Michael Colivet (29 March 1882 – 4 May 1955) was an Irish Sinn Féin politician. He was Commander of the Irish Volunteers in Limerick during the 1916 Easter Rising. He was elected as a Sinn Féin MP for the Limerick City constituency at the 1918 general election. In January 1919, Sinn Féin MPs refused to recognise the Parliament of the United Kingdom and instead assembled at the Mansion House in Dublin as a revolutionary parliament called Dáil Éireann. At the official roll call, Colivet was marked "fé ghlas ag Gallaibh" (imprisoned by the foreign enemy). Like many other elected Irish MPs he was interned in a British prison at the time.
He was re-elected unopposed at the 1921 elections for the Limerick City–Limerick East constituency. He opposed the Anglo-Irish Treaty and voted against it, stating in the Dáil debate:
"I am now asked to throw out the Republican Government and accept the status of a Dominion within the British Empire. Many men can find it within themselves to reconcile such with their previous views and opinions whether they were expressed in oaths or in any other form whatsoever. That is their business. I am only concerned with mine, and my point of view is, I cannot do that thing.
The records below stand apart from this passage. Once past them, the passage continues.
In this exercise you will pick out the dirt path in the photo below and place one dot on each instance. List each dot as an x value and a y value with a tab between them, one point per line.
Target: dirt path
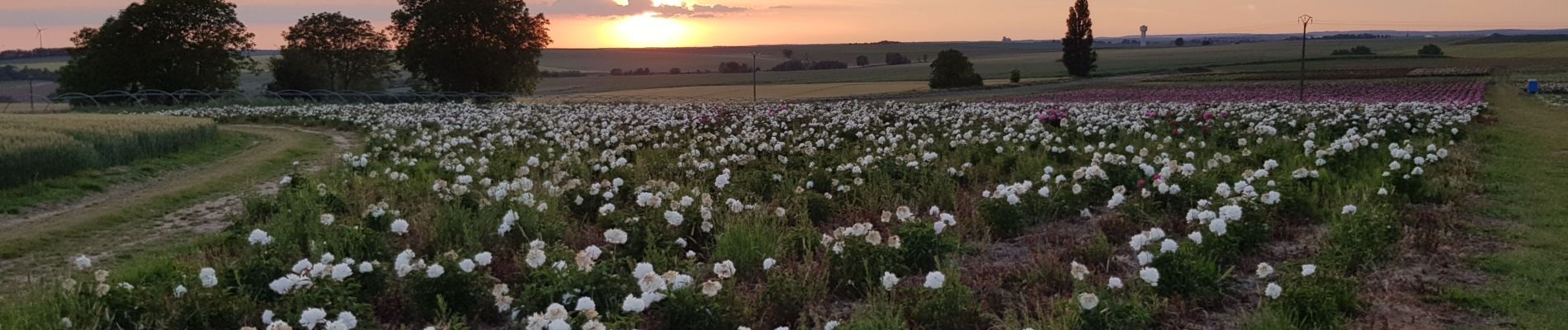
118	239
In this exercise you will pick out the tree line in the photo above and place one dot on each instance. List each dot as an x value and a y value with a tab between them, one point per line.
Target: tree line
456	45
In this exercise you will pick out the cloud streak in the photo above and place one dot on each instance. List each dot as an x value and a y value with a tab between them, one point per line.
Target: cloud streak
635	7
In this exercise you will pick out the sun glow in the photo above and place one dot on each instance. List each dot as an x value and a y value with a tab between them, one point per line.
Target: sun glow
649	30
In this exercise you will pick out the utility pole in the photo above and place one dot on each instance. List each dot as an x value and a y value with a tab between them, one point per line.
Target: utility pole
1305	21
753	77
31	92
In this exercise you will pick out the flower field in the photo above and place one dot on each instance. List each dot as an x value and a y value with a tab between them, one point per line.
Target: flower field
1463	92
862	216
41	146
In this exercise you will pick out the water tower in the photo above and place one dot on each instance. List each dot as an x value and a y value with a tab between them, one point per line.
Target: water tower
1145	41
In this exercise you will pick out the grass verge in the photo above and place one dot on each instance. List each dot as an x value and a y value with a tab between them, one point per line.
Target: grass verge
1524	169
83	183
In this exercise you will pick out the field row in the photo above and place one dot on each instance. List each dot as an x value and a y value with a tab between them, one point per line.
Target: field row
41	146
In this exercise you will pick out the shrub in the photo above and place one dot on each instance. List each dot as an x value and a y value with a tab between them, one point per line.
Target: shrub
1316	302
1360	239
951	307
1189	274
952	69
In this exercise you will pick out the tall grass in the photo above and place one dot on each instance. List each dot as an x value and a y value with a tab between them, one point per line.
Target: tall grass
43	146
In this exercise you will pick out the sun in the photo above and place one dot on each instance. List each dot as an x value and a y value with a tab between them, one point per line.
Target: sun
649	30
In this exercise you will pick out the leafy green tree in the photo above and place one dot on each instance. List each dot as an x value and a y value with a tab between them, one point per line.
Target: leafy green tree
470	45
329	50
1078	45
952	69
160	45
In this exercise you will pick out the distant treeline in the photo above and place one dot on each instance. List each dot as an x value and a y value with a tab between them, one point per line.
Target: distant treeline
33	54
12	73
1521	38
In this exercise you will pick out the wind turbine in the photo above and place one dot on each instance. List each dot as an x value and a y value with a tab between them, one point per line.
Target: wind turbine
40	35
31	92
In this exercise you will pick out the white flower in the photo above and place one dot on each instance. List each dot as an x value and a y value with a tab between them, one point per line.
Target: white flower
721	180
435	271
400	227
1089	300
209	277
83	262
1079	271
615	237
342	271
711	288
313	316
725	270
585	304
535	258
674	218
632	304
890	280
1151	276
933	280
257	237
1167	246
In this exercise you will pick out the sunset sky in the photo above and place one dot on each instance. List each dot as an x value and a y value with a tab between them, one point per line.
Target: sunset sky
583	24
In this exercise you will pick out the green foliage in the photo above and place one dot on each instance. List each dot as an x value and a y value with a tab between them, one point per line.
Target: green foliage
477	45
45	146
923	248
951	307
747	243
1355	50
690	309
1316	302
334	52
1131	307
1189	274
877	314
160	45
952	69
1078	45
1358	241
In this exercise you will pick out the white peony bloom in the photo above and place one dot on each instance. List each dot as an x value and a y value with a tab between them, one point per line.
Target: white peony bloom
1089	300
83	262
400	227
1151	276
933	280
209	277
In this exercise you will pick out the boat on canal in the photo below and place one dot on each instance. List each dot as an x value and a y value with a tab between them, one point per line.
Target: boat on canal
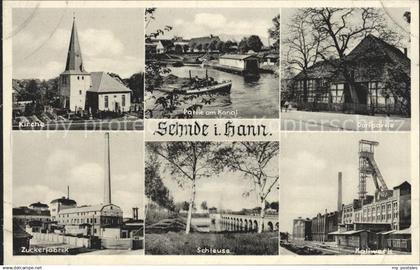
222	87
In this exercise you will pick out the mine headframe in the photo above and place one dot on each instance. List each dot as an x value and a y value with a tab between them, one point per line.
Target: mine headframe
369	168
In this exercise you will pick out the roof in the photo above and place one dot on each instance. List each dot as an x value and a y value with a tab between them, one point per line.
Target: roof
167	43
321	69
370	47
404	184
204	40
373	47
102	82
38	204
405	231
19	232
386	233
272	55
74	56
347	232
64	200
86	208
237	56
25	211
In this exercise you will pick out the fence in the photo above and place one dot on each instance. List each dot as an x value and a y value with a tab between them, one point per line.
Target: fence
57	238
110	243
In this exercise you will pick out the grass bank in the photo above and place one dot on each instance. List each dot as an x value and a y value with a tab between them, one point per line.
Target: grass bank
172	243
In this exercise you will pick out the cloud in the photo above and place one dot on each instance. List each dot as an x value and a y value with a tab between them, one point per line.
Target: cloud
43	56
100	43
45	70
210	20
124	66
27	194
209	23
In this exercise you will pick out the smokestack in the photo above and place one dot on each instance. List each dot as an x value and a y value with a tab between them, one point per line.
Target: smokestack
340	192
135	213
107	182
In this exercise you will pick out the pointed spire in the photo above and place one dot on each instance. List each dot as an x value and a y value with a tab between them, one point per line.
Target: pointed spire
74	55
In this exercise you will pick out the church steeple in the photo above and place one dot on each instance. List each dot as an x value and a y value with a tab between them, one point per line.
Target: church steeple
74	55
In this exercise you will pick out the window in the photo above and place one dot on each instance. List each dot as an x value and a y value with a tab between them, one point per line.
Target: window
378	95
311	90
106	102
336	90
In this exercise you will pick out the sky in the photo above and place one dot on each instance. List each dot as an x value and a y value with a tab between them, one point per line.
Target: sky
393	16
111	40
44	164
223	191
310	163
227	22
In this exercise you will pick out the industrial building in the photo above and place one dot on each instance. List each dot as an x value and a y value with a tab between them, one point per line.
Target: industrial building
376	222
302	229
103	224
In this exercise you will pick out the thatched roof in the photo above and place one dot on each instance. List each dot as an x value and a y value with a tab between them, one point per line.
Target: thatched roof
323	69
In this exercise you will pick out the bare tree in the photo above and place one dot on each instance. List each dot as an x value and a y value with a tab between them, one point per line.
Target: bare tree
187	162
339	28
302	46
258	162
I have declared myself a Republican, and have been elected a Republican, and I will never willingly become a subject of the British Empire".
He was again re-elected unopposed at the 1922 general election as an anti-Treaty Sinn Féin Teachta Dála (TD) but did not take his seat in the Dáil as he did not recognise the legitimacy of the Third Dáil. He lost his seat at the 1923 general election.